More About the OED Jurisdictional Reach

Blogged below, the OED in recent years has reversed the position it took in 1985 about the scope of its rules, emphasizing that, now, they apply to even conduct that has nothing to do with practice before the Office.  Let me parse through some of the issues this creates, and I no doubt will do more later.

The first one is a due process issue.  A lawyer should be on notice that the USPTO rules apply to his conduct, no matter what.  Given the adoption of Section 10.1 (discussed in the earlier post), and repeated formal responses during the notice & comment period in adopting the 1985 rules, that notice seems lacking.  Statements by the OED director in speeches probably aren’t enough, I’d say.

The due process issues are much, much deeper, however.  A recent case helps explain why.  The USPTO, like (I think) every state, allows for “reciprocal discipline.”  This means that if, say, Texas brings a disciplinary case against me, and I’m found guilty (or agree to guilt), the USPTO could (if I were registered, but I’m not) discipline me, too.   I could avoid reciprocal discipline only by a sticking too a few very narrow paths above the reciprocal discipline chasm.  See Selling v. Radford, 243 U.S. 46 (1971); 37 C.F.R. 11.24(d)(1).

One path requires showing that the state proceeding against me lacked due process.  Matter of Brufsky, Proc. No. D2013-12 (USPTO OED Feb. 2, 2014).  Among other things, due process requires that the lawyer have notice of the charge against him, have the opportunity to present evidence, testify, cross-examine witnesses, and present argument.  Id.  

Showing a lack of due process is a pretty tall order where the state has good attorney-disciplinary procedures in place and follows them.  The lawyer in Brufsky tried and failed.

Now switch things to what the OED director has said lately — that the USPTO can discipline a lawyer when the conduct has nothing to do with practice before the Office.  The OED director’s slides recount a case where a lawyer got sanctioned for discovery violations and that resulted in discipline — by an agreed order — of the lawyer by the OED for violating one of its rules.  See In re Hicks.  Can the USPTO apply Selling to this set of facts?

I’d say no.  Unfortunately, Hicks was an agreed case (because the client wanted to avoid fighting — more on that below), but the OED order reads as if fact-findings made under Rule 37 and statements made by the Federal Circuit about his brief being misleading were sufficient.

First, there was no notice (I’d say) that Hicks had notice that his conduct could subject him to anything except the sanctions specifically authorized by Rule 37 for a discovery violation.  Further but in this regard, even if he was on notice that he might be disciplined, a lawyer representing a client before a tribunal (in my hypo, the court hearing the car wreck case) is, ordinarily, required to follow only the tribunal’s ethical rules.
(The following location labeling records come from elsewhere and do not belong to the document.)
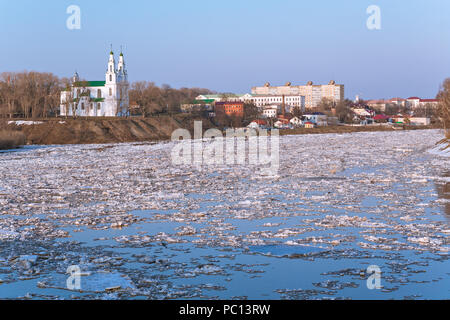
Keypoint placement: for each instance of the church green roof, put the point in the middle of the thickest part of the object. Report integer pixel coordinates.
(90, 84)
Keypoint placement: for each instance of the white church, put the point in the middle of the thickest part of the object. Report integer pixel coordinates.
(107, 98)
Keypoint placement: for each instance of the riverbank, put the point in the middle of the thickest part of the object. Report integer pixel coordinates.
(156, 128)
(101, 130)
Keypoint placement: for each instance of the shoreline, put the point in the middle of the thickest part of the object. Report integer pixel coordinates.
(152, 129)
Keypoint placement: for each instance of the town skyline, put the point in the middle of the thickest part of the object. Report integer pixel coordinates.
(271, 42)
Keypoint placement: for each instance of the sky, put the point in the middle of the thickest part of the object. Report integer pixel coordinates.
(233, 45)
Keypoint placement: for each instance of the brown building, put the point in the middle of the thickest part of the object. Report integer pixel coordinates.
(230, 108)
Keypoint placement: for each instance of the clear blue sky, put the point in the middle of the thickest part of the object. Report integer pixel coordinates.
(232, 45)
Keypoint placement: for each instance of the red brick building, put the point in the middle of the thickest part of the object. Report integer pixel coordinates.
(230, 108)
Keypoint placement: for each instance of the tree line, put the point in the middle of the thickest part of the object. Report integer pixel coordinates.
(37, 95)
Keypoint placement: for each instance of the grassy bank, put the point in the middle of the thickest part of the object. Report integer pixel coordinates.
(113, 130)
(11, 139)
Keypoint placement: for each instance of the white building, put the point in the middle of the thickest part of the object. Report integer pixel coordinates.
(313, 93)
(107, 98)
(270, 112)
(259, 100)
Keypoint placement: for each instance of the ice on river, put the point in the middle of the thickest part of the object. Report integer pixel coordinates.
(139, 227)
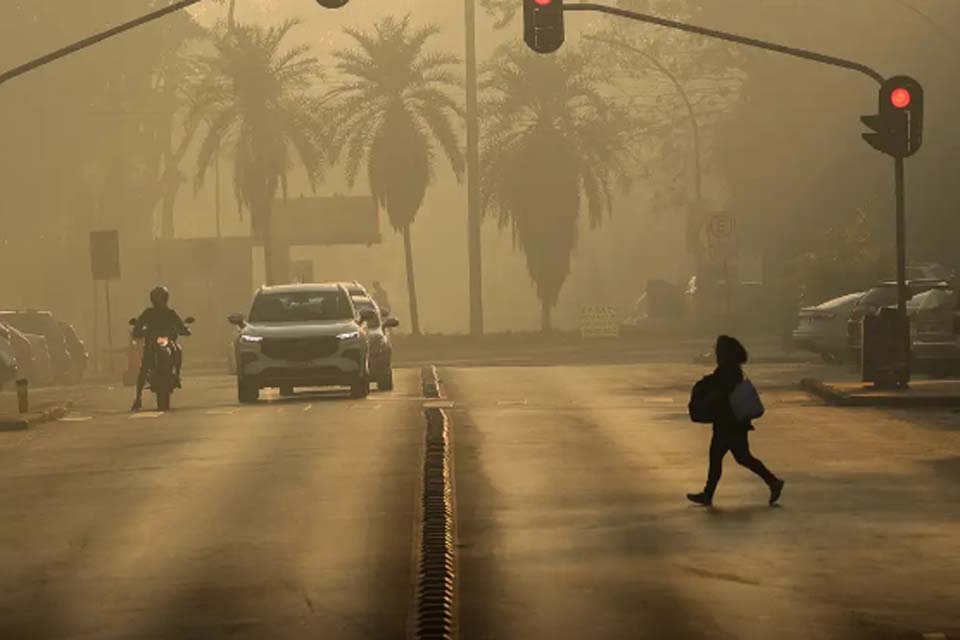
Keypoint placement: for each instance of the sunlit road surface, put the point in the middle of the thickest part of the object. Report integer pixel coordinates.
(573, 524)
(290, 519)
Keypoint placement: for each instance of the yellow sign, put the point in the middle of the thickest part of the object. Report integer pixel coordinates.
(599, 322)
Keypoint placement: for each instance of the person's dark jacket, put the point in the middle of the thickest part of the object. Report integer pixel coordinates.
(710, 400)
(160, 321)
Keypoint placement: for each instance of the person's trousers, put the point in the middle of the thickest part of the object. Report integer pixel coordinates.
(737, 444)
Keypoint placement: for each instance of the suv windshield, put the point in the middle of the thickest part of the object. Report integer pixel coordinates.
(301, 306)
(367, 305)
(879, 297)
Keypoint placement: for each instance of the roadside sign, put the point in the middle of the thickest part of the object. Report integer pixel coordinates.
(599, 322)
(105, 254)
(721, 227)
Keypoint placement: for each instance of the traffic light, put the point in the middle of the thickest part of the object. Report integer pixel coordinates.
(898, 125)
(543, 25)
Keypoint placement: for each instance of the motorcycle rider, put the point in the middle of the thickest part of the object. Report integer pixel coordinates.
(157, 321)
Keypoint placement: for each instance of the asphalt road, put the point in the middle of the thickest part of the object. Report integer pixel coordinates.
(290, 519)
(572, 520)
(296, 518)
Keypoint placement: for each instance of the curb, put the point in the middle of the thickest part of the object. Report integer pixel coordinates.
(19, 423)
(436, 566)
(840, 399)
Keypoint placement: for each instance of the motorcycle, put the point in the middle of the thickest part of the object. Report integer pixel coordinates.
(161, 377)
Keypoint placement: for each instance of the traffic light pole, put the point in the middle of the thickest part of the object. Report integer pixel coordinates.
(94, 39)
(904, 375)
(729, 37)
(904, 333)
So, Hicks had notice only that he was subject to discipline for violating whatever rules that federal court had chosen.  Consequently, for due process to be met, the OED would have to show that Hicks had violated a rule applicable in federal court (probably the forum state’s rules).  The agreed order refers only to the USPTO Rules.

Second, so far as I’m aware a lawyer faced with a Rule 37 motion can’t take the deposition of opposing counsel or other witnesses, or cross-examine anyone.  There’s usually no live hearing on a Rule 37 motion — maybe oral argument.

Third, the premise of Selling and the USPTO regulations is that a proceeding occurred where the lawyer knew that discipline was a potential remedy.  That’s not often the case in Rule 37 motions.

So, just something to chew on.

Friday, speaking in San Antonio on a generalized ethics symposium, but I’m speaking about prosecution bars and the role that ethics rules should play in informing their scope. I’m betting a dollar no one will have a clue what I’m talking about.

About David

Professor of Law, Mercer University School of Law. Formerly Of Counsel, Taylor English Duma, LLP and in 2012-13, judicial clerk to Chief Judge Rader.

One thought on “More About the OED Jurisdictional Reach

  1. 1

    Very interesting Prof. Hricik.

    For vested interests, I for one would like to see some degree of ethical responsibility when it comes to some of the (over) heated rhetoric that appears on law blogs.

    Knowing and purposeful deceit really should not be accepted anywhere.

    While ascertaining identity (and thus enforcing any such control) may have its problems, such does not – and should not – alleviate personal responsibility for one who knows – or should know – better.